Moreover, the GPHC has been collaborating with the University of Calgary in Canada and the Doobay Renal Centre at Annandale, East Coast Demerara. The latter facility, which is a not-for-profit entity, has been partnering with other medical facilities in Canada such as the McMaster University that are willing to support the free kidney transplant venture.
This collaboration, according to Dr. Rambaran, will not only cater to the facilitation of the initial kidney operations but also a great deal to the educational aspect of local medical personnel.
In this regard, a few doctors from the public hospital have been identified for training in nephrology at the McMaster University. “This will be part of their post-graduate training…they will get two months rotation at McMaster and we are hoping to start from next year; more or less that is in place. We will have at least three people over the year going for two months sessions,” Dr. Rambaran disclosed.

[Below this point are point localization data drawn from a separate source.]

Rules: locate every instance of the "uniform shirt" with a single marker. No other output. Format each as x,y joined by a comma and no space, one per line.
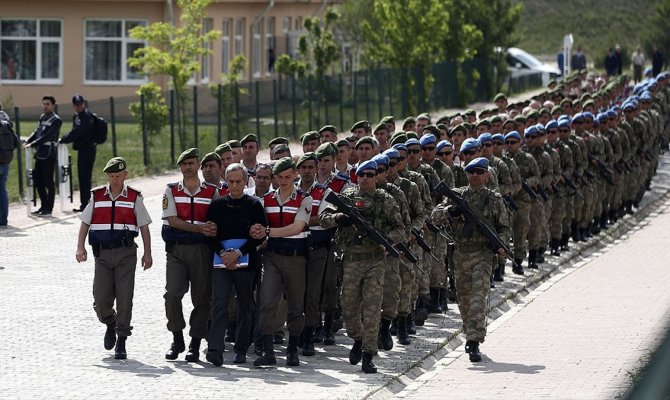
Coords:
141,213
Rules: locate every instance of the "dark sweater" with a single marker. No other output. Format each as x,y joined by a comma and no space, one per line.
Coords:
233,218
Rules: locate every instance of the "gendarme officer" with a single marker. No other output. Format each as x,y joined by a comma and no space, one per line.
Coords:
112,220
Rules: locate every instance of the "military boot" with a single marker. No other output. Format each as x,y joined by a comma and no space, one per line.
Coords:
385,337
177,346
434,303
120,350
403,337
268,357
356,352
110,336
292,351
368,366
193,354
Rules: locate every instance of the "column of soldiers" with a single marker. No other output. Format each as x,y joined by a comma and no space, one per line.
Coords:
392,245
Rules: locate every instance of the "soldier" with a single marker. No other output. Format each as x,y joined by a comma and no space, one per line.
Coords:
364,261
473,257
186,233
112,221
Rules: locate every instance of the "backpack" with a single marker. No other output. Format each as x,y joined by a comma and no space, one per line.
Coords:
99,129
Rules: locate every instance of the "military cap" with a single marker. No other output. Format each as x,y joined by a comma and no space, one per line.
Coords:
278,140
360,124
282,165
306,157
234,144
500,96
427,140
498,137
391,153
325,150
381,159
442,144
188,153
485,137
365,166
249,138
308,136
513,135
211,157
114,165
470,144
477,163
363,140
223,148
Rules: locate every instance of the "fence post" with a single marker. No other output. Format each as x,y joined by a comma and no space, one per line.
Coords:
19,151
171,127
145,150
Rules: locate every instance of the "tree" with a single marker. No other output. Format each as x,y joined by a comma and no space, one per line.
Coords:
175,51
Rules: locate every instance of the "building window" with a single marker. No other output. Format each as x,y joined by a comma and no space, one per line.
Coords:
225,46
31,50
108,46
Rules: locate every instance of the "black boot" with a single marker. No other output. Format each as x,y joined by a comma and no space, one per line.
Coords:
531,259
308,344
193,354
110,336
268,357
328,337
385,337
434,303
403,337
120,350
292,351
411,326
356,352
177,347
472,348
368,366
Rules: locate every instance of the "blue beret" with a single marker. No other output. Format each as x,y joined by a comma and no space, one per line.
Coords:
366,165
442,144
513,135
412,142
531,131
400,146
391,153
427,139
381,159
477,163
469,144
485,137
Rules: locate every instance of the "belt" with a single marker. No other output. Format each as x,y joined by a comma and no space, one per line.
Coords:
289,253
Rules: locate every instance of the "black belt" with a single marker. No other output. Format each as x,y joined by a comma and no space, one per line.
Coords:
289,253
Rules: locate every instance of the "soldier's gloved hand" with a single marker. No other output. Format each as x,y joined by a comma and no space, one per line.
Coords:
343,220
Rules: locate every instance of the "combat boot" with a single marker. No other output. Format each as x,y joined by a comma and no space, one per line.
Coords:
120,350
177,346
384,336
110,336
268,357
193,354
434,303
328,337
292,351
403,337
368,366
356,352
308,344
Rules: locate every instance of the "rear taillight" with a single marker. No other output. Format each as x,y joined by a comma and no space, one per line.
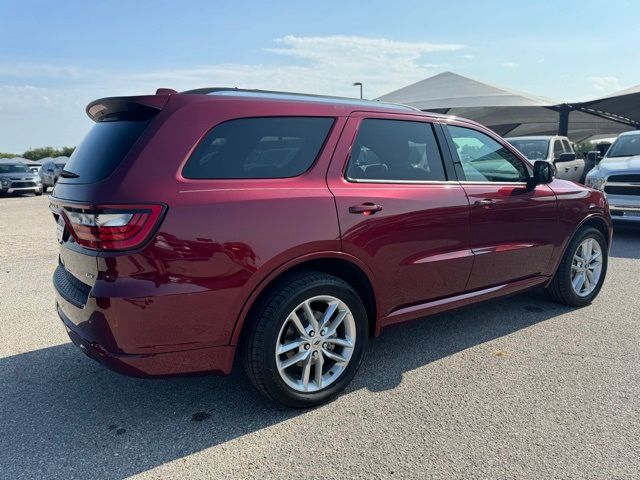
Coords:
112,227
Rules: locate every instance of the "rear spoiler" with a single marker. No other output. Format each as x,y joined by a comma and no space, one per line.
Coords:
126,108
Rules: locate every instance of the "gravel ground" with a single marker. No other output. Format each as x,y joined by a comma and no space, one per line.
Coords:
517,388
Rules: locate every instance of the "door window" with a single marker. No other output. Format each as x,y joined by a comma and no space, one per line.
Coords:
395,150
485,160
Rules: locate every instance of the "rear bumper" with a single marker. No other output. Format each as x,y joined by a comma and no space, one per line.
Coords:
624,207
10,190
217,360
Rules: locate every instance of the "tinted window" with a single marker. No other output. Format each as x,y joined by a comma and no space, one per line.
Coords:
102,150
395,150
532,149
270,147
485,160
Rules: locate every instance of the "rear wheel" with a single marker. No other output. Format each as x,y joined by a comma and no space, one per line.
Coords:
306,341
582,270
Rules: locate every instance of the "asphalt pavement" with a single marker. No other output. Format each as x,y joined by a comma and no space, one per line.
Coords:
515,388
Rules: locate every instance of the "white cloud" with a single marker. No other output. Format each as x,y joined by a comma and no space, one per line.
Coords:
609,84
324,65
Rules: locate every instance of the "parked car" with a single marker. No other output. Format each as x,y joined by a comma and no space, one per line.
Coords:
17,178
618,175
283,230
50,171
553,149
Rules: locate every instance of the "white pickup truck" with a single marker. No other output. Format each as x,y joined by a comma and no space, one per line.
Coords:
554,149
618,175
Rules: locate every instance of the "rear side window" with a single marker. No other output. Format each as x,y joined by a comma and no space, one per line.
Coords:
102,150
265,147
395,150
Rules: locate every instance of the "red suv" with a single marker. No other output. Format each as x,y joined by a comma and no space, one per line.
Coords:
284,230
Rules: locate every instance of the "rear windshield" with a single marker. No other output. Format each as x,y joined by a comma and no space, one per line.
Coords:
266,147
102,150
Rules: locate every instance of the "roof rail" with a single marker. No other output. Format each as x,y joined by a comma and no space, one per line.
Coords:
309,96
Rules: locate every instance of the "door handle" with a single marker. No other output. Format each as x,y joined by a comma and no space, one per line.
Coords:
485,203
365,208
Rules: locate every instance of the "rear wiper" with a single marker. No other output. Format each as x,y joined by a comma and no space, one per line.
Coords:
67,174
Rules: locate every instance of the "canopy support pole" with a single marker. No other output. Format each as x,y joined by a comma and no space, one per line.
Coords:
563,120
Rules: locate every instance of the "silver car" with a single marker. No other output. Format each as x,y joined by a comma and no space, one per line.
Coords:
17,178
50,171
618,175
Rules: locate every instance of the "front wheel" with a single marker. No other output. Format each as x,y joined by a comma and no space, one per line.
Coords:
306,340
582,270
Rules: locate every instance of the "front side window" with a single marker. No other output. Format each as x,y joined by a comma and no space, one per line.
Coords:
485,160
532,149
265,147
395,150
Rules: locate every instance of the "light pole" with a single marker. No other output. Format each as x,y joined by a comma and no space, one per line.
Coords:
358,84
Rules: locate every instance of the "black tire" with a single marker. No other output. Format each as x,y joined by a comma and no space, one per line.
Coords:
260,339
560,288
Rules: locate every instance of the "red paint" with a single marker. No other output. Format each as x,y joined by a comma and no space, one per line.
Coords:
178,303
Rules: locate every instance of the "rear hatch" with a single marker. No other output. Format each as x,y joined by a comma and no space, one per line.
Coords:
87,223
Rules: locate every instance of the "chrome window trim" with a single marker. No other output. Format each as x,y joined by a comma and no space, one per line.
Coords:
401,182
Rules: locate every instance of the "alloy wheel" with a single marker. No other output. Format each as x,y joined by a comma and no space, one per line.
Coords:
586,267
315,343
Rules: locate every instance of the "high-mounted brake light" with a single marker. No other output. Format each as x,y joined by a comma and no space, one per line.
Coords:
112,227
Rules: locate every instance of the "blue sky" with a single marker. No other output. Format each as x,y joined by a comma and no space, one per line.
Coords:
57,56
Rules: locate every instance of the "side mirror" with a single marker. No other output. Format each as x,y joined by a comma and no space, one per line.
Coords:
566,157
543,172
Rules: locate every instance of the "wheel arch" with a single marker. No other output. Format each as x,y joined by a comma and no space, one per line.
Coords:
595,220
341,265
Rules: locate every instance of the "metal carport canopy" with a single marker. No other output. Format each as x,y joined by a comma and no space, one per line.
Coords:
513,113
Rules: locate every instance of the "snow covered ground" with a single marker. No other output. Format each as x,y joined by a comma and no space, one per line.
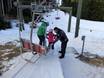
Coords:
72,67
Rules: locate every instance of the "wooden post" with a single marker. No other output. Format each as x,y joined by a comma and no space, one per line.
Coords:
78,18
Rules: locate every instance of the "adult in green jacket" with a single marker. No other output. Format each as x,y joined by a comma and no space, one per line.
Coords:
41,33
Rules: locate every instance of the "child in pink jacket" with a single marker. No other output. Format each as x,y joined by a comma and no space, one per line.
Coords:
51,38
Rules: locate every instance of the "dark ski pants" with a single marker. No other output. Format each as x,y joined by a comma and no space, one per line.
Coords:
41,40
51,45
63,47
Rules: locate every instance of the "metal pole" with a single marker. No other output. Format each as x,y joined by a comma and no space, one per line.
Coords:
83,38
2,3
78,18
69,23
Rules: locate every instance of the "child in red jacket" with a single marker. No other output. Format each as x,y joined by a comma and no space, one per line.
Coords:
51,38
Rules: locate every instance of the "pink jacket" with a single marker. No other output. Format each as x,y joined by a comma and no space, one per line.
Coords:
51,37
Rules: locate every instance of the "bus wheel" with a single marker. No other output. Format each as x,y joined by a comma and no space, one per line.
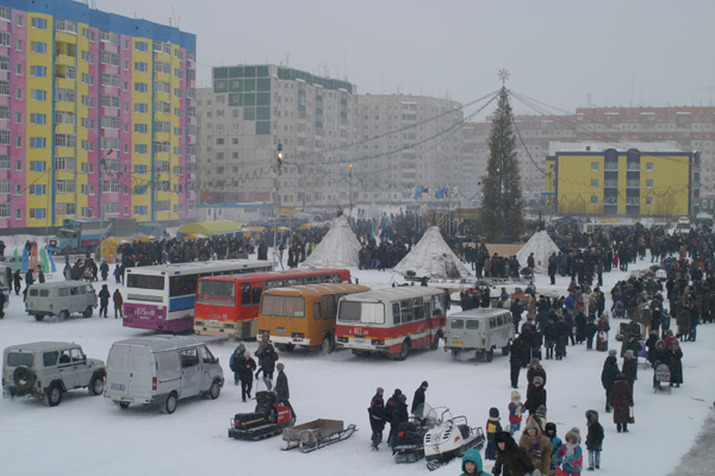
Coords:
328,344
404,351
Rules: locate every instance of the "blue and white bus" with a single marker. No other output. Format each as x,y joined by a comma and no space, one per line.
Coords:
162,297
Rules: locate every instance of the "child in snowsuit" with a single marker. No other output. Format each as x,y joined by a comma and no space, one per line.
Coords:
516,410
556,444
594,440
570,456
493,426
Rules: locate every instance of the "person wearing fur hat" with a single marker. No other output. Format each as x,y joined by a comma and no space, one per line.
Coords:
516,410
493,427
608,374
621,400
472,463
570,456
536,445
511,459
536,397
594,440
282,391
377,417
556,444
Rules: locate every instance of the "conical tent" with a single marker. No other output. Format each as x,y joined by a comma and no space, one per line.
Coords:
543,247
339,248
433,258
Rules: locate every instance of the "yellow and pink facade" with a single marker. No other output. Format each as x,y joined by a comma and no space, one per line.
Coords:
97,116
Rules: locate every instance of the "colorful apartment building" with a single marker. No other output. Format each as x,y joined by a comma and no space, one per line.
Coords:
96,110
633,182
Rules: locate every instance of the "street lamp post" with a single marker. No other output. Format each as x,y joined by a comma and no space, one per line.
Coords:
279,163
351,189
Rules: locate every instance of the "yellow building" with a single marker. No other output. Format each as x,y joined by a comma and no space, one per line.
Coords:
633,183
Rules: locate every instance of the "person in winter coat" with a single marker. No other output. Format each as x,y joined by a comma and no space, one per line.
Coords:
118,303
377,417
398,414
103,301
282,390
493,427
535,369
608,375
418,401
234,362
246,367
630,367
621,399
511,459
536,445
556,444
594,440
472,463
267,357
536,397
518,357
570,456
676,364
516,410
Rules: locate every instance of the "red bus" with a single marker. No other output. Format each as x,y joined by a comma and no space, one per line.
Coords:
229,305
391,321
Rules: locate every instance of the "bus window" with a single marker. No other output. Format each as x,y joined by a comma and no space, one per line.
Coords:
396,312
406,311
316,311
472,325
417,309
245,294
256,293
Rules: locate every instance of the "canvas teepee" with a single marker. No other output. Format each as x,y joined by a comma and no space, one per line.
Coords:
339,248
543,247
432,257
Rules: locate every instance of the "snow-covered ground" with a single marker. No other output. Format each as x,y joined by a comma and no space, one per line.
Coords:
90,435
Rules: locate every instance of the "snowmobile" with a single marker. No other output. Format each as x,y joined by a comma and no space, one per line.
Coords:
450,438
409,446
269,419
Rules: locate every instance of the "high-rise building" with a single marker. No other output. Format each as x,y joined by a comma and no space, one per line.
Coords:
96,109
251,111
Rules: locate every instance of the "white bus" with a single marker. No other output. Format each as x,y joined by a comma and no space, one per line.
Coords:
391,321
162,297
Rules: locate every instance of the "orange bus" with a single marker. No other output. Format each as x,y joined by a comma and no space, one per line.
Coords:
303,315
391,321
228,305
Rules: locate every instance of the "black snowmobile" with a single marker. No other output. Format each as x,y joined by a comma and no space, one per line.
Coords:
269,419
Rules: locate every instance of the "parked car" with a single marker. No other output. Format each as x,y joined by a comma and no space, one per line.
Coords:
480,330
160,370
60,298
48,369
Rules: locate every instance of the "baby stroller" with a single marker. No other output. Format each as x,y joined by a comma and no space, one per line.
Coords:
661,378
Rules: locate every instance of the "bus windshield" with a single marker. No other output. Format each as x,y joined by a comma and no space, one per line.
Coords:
216,292
276,305
140,281
362,312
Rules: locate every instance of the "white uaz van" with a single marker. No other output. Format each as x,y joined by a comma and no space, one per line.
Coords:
160,370
60,298
480,330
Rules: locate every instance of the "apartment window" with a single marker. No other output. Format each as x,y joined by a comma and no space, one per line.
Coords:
38,47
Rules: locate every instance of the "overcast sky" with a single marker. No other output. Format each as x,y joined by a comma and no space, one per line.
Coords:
565,54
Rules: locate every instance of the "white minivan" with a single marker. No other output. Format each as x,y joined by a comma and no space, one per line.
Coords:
160,370
60,298
481,330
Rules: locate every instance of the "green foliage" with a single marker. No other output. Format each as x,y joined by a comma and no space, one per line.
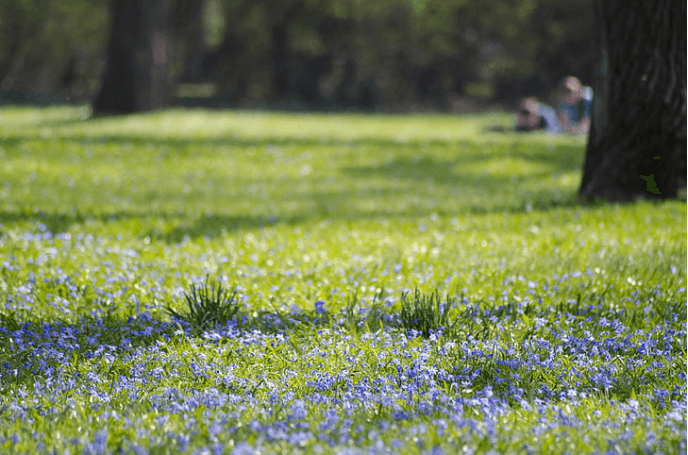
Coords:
208,305
426,313
567,322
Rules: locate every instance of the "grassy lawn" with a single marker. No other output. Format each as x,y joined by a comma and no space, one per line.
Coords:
389,284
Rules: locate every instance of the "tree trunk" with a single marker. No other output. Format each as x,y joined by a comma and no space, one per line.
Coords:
138,71
637,143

Added to this, he said that the GPHC, through its collaborations, currently has a graduate of the local Post Graduate Surgical programme undergoing a fellowship in Transplant surgery to deal with nephrology at the University of Calgary. Other graduates, on completion of an Internal Medicine programme with the University of McMaster, will also be expected to commence fellowships in nephrology.
“So we are starting to build our local capacity so that the transplant programme we are planning will be sustainable by having our own people trained in the physician and surgeon stream of dealing with renal failure,” noted the GPHC Director.
In the interim, he revealed that the GPHC will continue to benefit from visiting medical experts including doctors, nurses and technicians who will facilitate training.